Adams was born on August 23, 1864, in White Church Village in Wyandotte County, Kansas. The Delaware Indian settlement was named for a Methodist church mission established by missionary Thomas Johnson in 1832, which (after the state of Kansas became open to white people) attracted white settlers.

In 1869, Adams's family moved to Russell Creek in Indian Territory (now Oklahoma). From 1873 until 1880, he attended a country school in Alluwe, Indian Territory.

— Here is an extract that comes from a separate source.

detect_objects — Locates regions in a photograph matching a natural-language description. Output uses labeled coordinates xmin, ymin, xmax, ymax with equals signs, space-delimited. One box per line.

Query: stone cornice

In 1904, he published The Ancient Religion of the Delaware Indians and Observations and Reflections with The Law Reporter Printing Co. in Washington, D.C. The following year, he published Legends of the Delaware Indians and Picture Writing.

In 1906, Indian Affairs chairman Moses E. Clapp of the 59th Congress presented Adams's Brief History of the Delaware Indians.

By 1906, Adams and his wife founded the Adams Oil & Gas Company.

Circa 1913, the Adams Oil & Gas Company was involved in a land dispute with the descendants of landowner William Vann of the Cherokee nation. F. R.  Archer, allotting agent on the Quinaielt Reservation, testified that he had seen Adams and his son arranging oil leases on the reservation in the summer of 1913. He also stated that many members of the Quinalt people were part of Adams's organization, which was presumably the Brotherhood of North American Indians.

In 1917, he published The Adoption of Mew-Seu-Qua (Tecumseh's Father) and the Philosophy of the Delaware Indians with The Crane Printing Company in D.C.

By 1921, oil industry magazine Oildom listed Adams Oil & Gas Company as existing in Washington, D.C., and Indrio, Florida (beside Fort Pierce). A quarterly report described that it produced 486 barrels by January 1921.